You can get help resolving the issue when you owe business taxes and can’t pay. If you’re wondering what happens if you don’t pay taxes for your small business and what next steps to take when you can’t pay, read on.

What if I can’t pay my taxes? What if I owe back taxes?

business owners prepping taxes

If you file your business tax return and can’t pay (or if your company still owes taxes from a past business tax return) you have several options.

Depending on your circumstances, the IRS offers payment options ranging from short extensions for businesses that just need a little more time to pay to special agreements for businesses experiencing serious financial hardship.
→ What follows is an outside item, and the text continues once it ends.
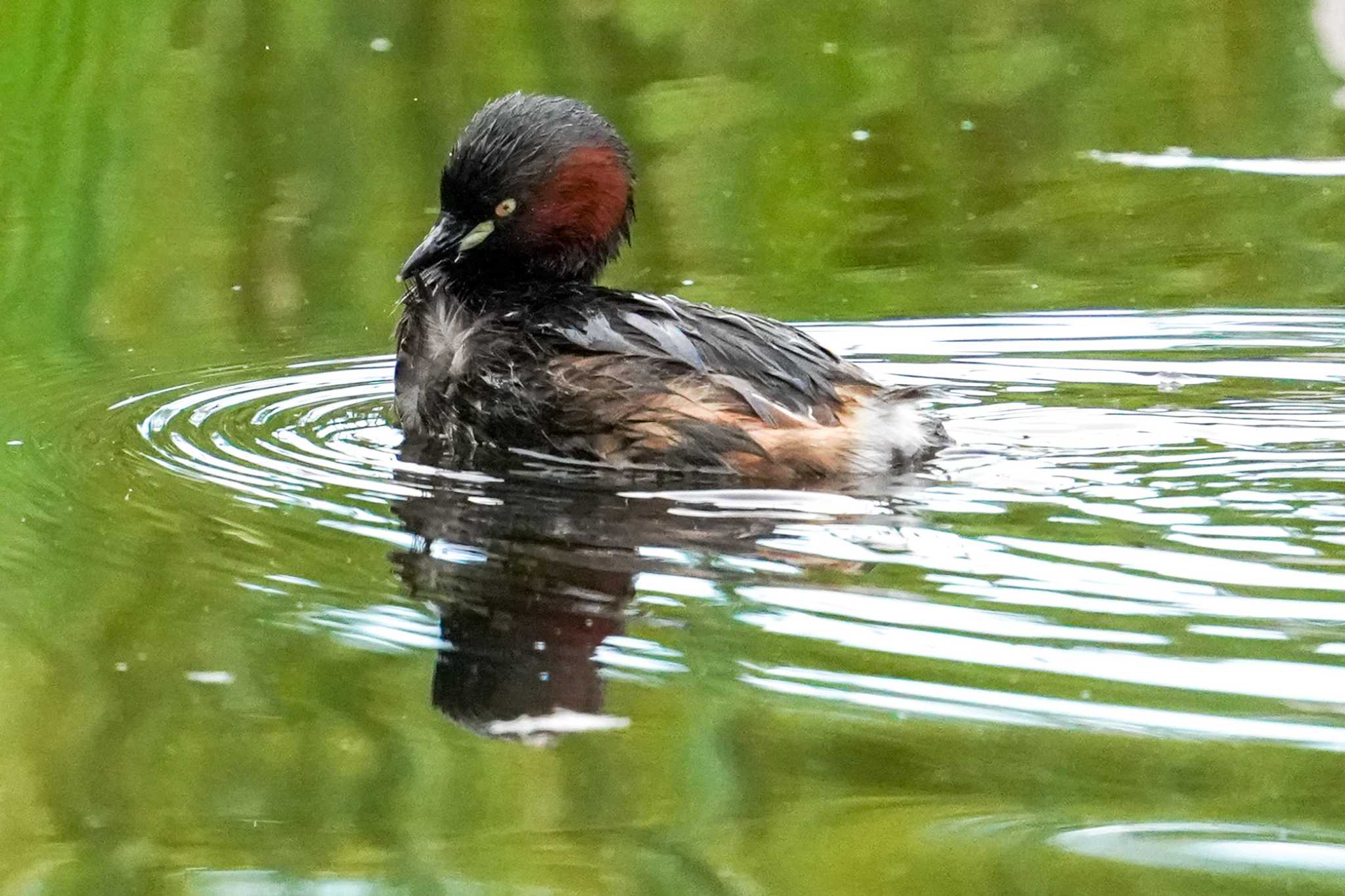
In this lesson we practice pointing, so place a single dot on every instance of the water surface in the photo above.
(254, 647)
A tax professional can help you evaluate which option works best for your business. Your tax pro can even help work with the IRS to set up the agreement. Wondering what happens if you don’t pay taxes can be stressful. But you don’t have to address the problem alone.
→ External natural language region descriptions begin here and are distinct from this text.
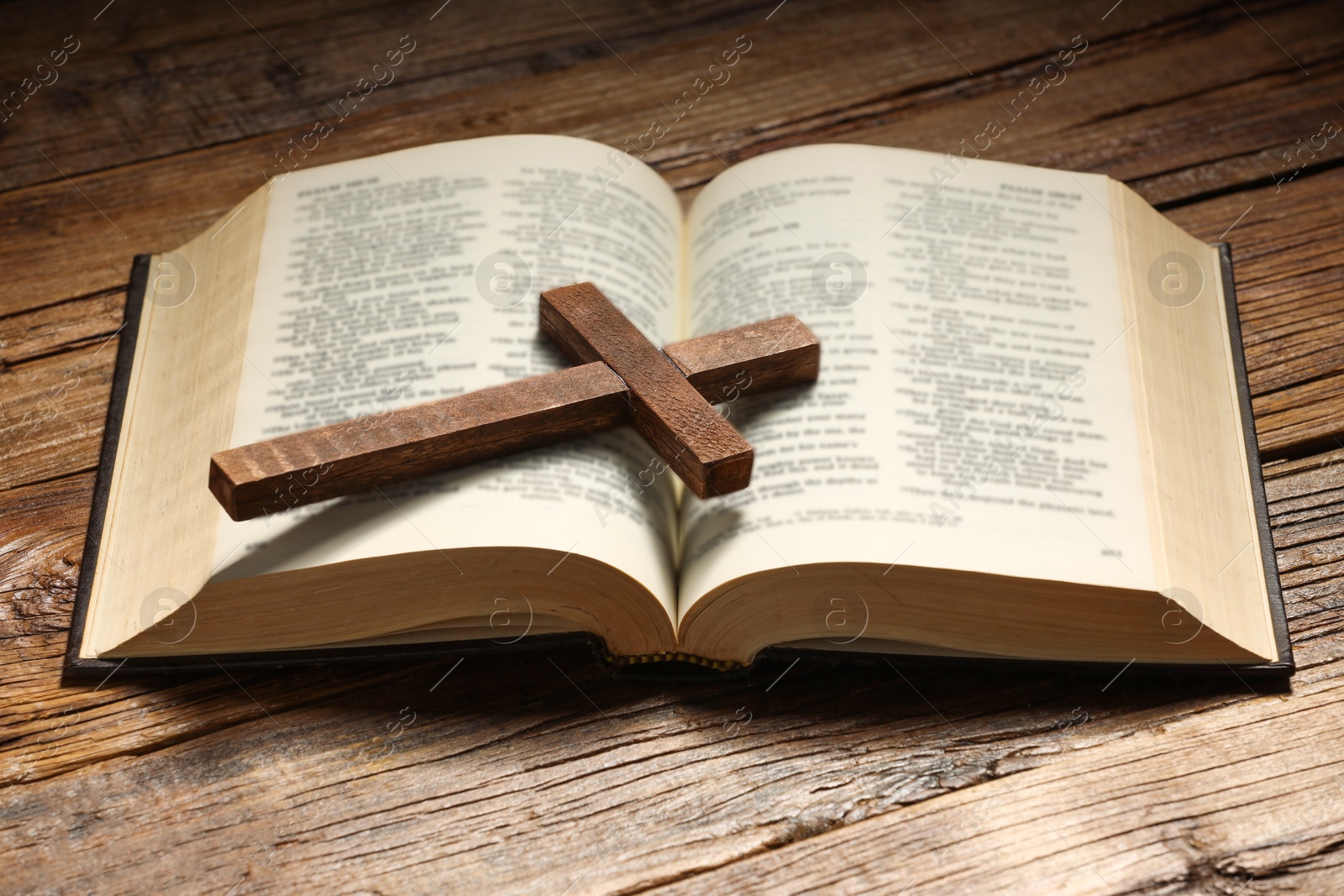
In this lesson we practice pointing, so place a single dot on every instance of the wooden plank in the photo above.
(181, 76)
(674, 418)
(51, 730)
(51, 414)
(398, 445)
(752, 359)
(62, 327)
(80, 251)
(1231, 799)
(879, 731)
One option that is NOT a good idea is to ignore the issue. If you don’t make some type of arrangement with the IRS, they can eventually force you to pay. The IRS can file a lien that would harm your credit, and the IRS can levy your bank accounts and income sources, such as payments from customers.

Struggling to pay taxes for your business?

A Block Advisors tax expert can help you understand your options.

Steps to take when your business can’t pay taxes

1. Confirm you are in filing and payment compliance.

  • Before creating a payment agreement with the IRS, you must file all the business’s required tax returns. You must also make enough tax payments on the current year so that you won’t file and owe in the future. If your issue is unpaid employment taxes, you must be current with your federal tax deposits.
  • Call the IRS to research your account if you’re unsure whether you’ve filed all your required business returns. Understanding your current status is important to help you avoid discovering first-hand what happens if you don’t pay taxes you owe for your business.

2. Make sure you actually owe the amount of back taxes the IRS says you do.

  • Review your business’s tax returns for the year(s) you owe and the prior three years to see whether the tax balance is correct. If you don’t think the amount is correct, you may want to amend your return(s).
  • You may also look at any penalties to see whether you can reduce or remove them through penalty abatement.

3. Evaluate the options – and choose the best one for your circumstances.

  • Consider your facts, including:
    • How much you think the business can pay with existing assets or in monthly payments
    • The impact of any potential tax liens
    • The impact of any additional penalties and interest
  • Based on your facts, choose the best payment arrangement for you. The IRS offers several options to help your business when it can’t pay taxes, including:
  • Gather the personal and financial information necessary to request your option from the IRS.

4. Obtain an agreement with the IRS.

  • Contact the correct IRS function before any regular business tax deadlines to request the payment arrangement you’ve chosen. Provide the IRS with the necessary information to complete the agreement.
  • It may take time for the IRS to set up your agreement or consider your option, especially if your business:
    • Owes more than $50,000
    • Is requesting currently not collectible status
    • Is requesting an installment agreement that will not pay the entire balance within six years
    • Is requesting an offer in compromise
  • You can appeal the IRS’ decision if they deny you an option you are entitled to based on your facts.

Get help when your small business can’t pay taxes

If you think you can’t pay your taxes for your business but then find a way to pay your taxes on time, you may be able to file small business taxes online. If not, your Block Advisors small business certified tax professional can help you investigate which of the above options is best for your business and request it from the IRS. This way, you avoid finding out in an unpleasant way what happens if you don’t pay taxes.

Get help from a tax pro near you.

Bonus: Bring these five items to your appointment if your business can’t pay taxes

  1. A copy of your business’s IRS notices, especially the most recent notices, on the tax years and balances owed.
  2. If your business faces significant financial hardship and can’t pay the full amount in six years, you must back it up with documentation. Bring your business’s financial information, such as bank statements, profit and loss statements, and balance sheets showing assets. It’s helpful to complete IRS Form 433-B, Collection Information Statement for Businesses, before your Block Advisors appointment.
  3. The owner(s) financial information if the business is closely held (if the business has few shareholders or partners). It’s helpful for each owner to complete a Form 433-A, Collection Information Statement, before the office visit.
  4. If you have a levy, bring your financial institution’s contact information (name, address, phone and fax number).
  5. A copy of your business tax returns for the years that you owe.